Summer: With nearly all of the migratory birds now long gone, the growing season at Bald Knob is in full swing. With moist soil fields full of lush green vegetation and cooperative farming crops on their way to producing future forage for waterfowl, summer is the peak time of growth. Turkey poults are following the hens around and scratching in the leaf litter, deer fawns are being tended to does, and the bucks are just starting to regrow their velvety antlers. Resident song birds have hatched out from their eggs and many are in full flight. Rains become less frequent, temperatures are high, and in many years we are on the cusp of near drought-like conditions. Near the end of the summer, the first migratory shorebirds begin to arrive and take advantage of the mudflats that are managed for at the refuge. Cooperative farming crops are ready for harvest. Blue-winged teal start to show up in mid September, and unless we've had an unexpected amount of rainfall, will continue their flight towards the gulf coast and beyond.
Fall: The first cool front arrives and is a welcome respite from the long hot summer! These cool fronts will hopefully bring some much need precipitation. The fall harvest of cooperative crops is near completion, with plenty left behind to provide forage for the migratory waterfowl that will soon arrive. As the fall harvest is completed, mangers begin flooding the fields from rainfall that has been captured or from surface water redirected from the Little Red River. The deer have shed their reddish summer coats for a more suitable brown winter coat, and the bucks have lost their velvet. As fall turns into winter, more and more waterfowl begin to arrive as well as the raptors; hawks, and eagles are much more prevalent now.
Winter: As fall gives way to the winter, the rains have hopefully flooded much of the habitat for the hundreds of thousand of waterfowl that show up annually at Bald Knob NWR. The crop that was left behind for the waterfowl is now being utilized, and the ducks and geese are getting the much needed fat and calories to survive through the coldest part of the year. Winter forage is critical for them to be in the best condition to make their journey back to the north in the spring. If the winter is mild, many of these birds may spend a majority of the winter here. However, if the winter is more severe, the birds will simply move on to the south to take advantage of the warmer conditions and available food sources. Winter can be a tough season for the wildlife. Deer browse is scarce, and towards the end of the winter food can be hard to come by, but hopefully they have faired well enough to carry them through this hard time, for spring is right around the corner.
Due to its diversity of habitats, Bald Knob National Wildlife Refuge (NWR) supports a tremendous array of wildlife species. Visitors may see large mammals such as white-tailed deer year round, or a wide range of smaller species such as reptiles and amphibians in the warmer months.
Waterfowl and other bird life are abundant.
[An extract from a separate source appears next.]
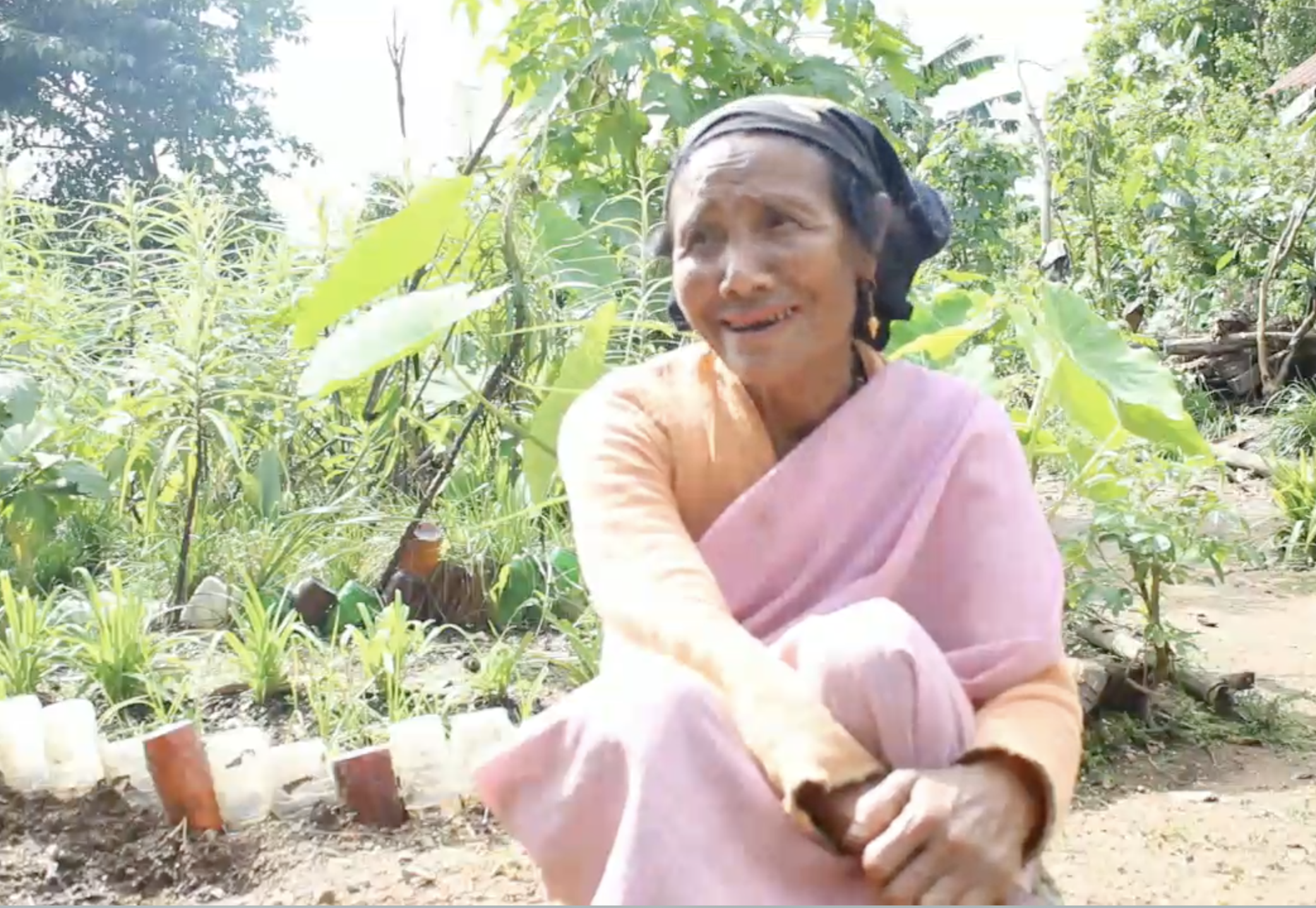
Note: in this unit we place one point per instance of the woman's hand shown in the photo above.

Since the refuge was established to benefit waterfowl, they are the most numerous type of bird species found at Bald Knob NWR. During the late fall and through winter, large concentrations of blue, snow, Canada, and white fronted geese can be seen feeding in the stubble leftover from farming. Mallards, pintails, blue and green wing teal, and wood ducks can be found swimming and feeding in the wetter areas.
Bald Knob NWR is the largest staging area in Arkansas for Northern Pintails. At one time, there were over 200,000 recorded in a single day. Visitors are likely to see them during the fall migration.
During the winter months, visitors are also likely to observe bald eagles. They can be seen perched high above the refuge or flying overhead. At times there can be as many as twenty bald eagles in a given area.
White-tailed deer are very abundant on the refuge and can be seen at any time throughout the year.